Tomorrow’s Garden of Eden

1 min read

There is no doubt that any managing of climate change to save our world will cause much privation, especially to that ever-growing percentage of our population who are variously classed as the poor, the underprivileged, or “the common people”. 

While steps such as planting more permanent forests, ploughing less arable land for food crops, minimising livestock, and more “Frankenscience” applied to food production will no doubt help to produce that “New Eden” of the future, it will, in the now, minimise job opportunities. AI advances will soon obviate the need for many of the “drones” of middle management, potentially boosting the underclass numbers exponentially. Much of the population could be indentured to the state in short order. 

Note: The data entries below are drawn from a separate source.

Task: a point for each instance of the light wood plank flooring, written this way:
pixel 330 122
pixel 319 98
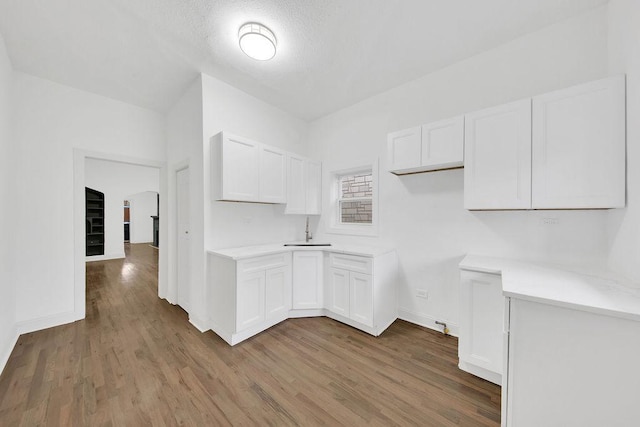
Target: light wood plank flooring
pixel 136 360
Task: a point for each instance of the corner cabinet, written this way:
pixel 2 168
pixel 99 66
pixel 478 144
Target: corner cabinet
pixel 480 345
pixel 360 291
pixel 248 296
pixel 561 150
pixel 434 146
pixel 304 186
pixel 308 280
pixel 247 171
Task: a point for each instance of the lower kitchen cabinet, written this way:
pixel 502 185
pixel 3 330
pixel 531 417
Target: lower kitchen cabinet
pixel 571 367
pixel 308 280
pixel 351 295
pixel 249 295
pixel 481 325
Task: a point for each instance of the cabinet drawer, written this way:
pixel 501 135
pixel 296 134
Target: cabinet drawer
pixel 264 262
pixel 352 263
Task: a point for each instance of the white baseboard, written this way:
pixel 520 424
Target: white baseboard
pixel 5 352
pixel 104 257
pixel 46 322
pixel 199 324
pixel 426 321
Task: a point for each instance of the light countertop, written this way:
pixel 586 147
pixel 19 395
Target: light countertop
pixel 259 250
pixel 598 292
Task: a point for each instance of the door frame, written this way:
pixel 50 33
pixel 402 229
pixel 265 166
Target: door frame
pixel 173 284
pixel 79 238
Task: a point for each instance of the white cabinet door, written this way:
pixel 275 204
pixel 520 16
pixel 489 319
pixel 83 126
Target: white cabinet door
pixel 304 186
pixel 338 291
pixel 579 146
pixel 239 160
pixel 273 184
pixel 404 149
pixel 443 144
pixel 307 279
pixel 277 292
pixel 497 170
pixel 251 300
pixel 296 197
pixel 361 298
pixel 313 188
pixel 481 324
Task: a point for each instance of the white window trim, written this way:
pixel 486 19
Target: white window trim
pixel 334 226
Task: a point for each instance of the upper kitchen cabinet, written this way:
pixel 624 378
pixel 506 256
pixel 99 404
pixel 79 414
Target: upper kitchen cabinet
pixel 579 147
pixel 304 186
pixel 404 150
pixel 273 178
pixel 497 171
pixel 561 150
pixel 434 146
pixel 247 171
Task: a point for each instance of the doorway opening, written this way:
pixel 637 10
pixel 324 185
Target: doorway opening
pixel 122 177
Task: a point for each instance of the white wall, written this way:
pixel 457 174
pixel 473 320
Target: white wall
pixel 228 224
pixel 49 121
pixel 184 149
pixel 237 224
pixel 422 215
pixel 208 107
pixel 624 57
pixel 142 207
pixel 8 332
pixel 118 181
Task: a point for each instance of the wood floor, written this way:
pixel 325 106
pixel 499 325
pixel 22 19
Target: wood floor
pixel 135 360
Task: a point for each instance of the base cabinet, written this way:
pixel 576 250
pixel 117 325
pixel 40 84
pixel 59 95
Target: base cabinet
pixel 480 345
pixel 570 368
pixel 249 295
pixel 351 295
pixel 361 291
pixel 308 280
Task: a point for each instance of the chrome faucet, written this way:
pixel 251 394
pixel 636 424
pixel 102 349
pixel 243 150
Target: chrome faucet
pixel 307 234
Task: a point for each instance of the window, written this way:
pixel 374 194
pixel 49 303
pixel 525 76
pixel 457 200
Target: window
pixel 355 201
pixel 354 204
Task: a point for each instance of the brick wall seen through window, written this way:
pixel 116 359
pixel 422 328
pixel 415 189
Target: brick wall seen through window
pixel 356 199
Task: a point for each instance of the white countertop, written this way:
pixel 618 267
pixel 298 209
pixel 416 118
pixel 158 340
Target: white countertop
pixel 598 292
pixel 259 250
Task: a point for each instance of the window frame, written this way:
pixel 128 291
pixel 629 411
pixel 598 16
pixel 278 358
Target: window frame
pixel 335 225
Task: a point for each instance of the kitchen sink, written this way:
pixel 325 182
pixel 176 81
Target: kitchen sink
pixel 307 244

We must wonder what percentage of the existing, and boosted numbers of the poor and future “newly-poor”, will be granted access through the Pearly Gates of that near-future “New Eden”. 

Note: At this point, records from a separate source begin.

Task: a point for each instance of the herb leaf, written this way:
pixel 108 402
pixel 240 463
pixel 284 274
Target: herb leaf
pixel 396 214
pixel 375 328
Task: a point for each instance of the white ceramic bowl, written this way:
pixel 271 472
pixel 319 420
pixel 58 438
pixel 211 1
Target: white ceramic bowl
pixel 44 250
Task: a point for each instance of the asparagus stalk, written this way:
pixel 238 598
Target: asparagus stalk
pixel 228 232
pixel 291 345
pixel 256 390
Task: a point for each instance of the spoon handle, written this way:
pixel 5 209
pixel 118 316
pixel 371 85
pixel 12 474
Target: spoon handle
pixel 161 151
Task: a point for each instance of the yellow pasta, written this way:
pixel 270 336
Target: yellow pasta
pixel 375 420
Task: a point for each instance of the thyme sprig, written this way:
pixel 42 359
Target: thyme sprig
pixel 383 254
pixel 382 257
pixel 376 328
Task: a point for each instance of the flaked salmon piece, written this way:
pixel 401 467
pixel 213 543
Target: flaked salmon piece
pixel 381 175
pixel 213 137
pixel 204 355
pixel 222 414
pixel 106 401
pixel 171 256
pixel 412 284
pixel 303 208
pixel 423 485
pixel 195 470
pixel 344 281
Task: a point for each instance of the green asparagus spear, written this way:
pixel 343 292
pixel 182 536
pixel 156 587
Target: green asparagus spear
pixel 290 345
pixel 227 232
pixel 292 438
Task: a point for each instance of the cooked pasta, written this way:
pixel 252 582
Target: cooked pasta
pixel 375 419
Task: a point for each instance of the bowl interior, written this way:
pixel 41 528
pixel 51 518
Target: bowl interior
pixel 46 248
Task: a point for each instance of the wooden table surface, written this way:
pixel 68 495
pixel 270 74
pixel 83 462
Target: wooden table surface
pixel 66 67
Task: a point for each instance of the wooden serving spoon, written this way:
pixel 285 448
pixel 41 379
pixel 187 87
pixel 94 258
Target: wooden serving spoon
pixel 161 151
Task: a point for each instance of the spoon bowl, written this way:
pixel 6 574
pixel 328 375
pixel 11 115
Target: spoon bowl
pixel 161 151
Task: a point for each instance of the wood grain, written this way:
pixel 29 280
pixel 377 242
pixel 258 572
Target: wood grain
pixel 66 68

Whatever approach is adopted to healing our planet and our societies, it will need to be somewhat more socialistic and democratic than what is developing at present. 

Dennis Pennefather 


5 comments

commenter avatar
Simin Williams
0
14 September 2024
Good observations Dennis. However, what you have described are not just coincidental byproducts of some noble cause, they are the intended results. Poor, hungry people are easier to control. What do you think those AI cameras are for?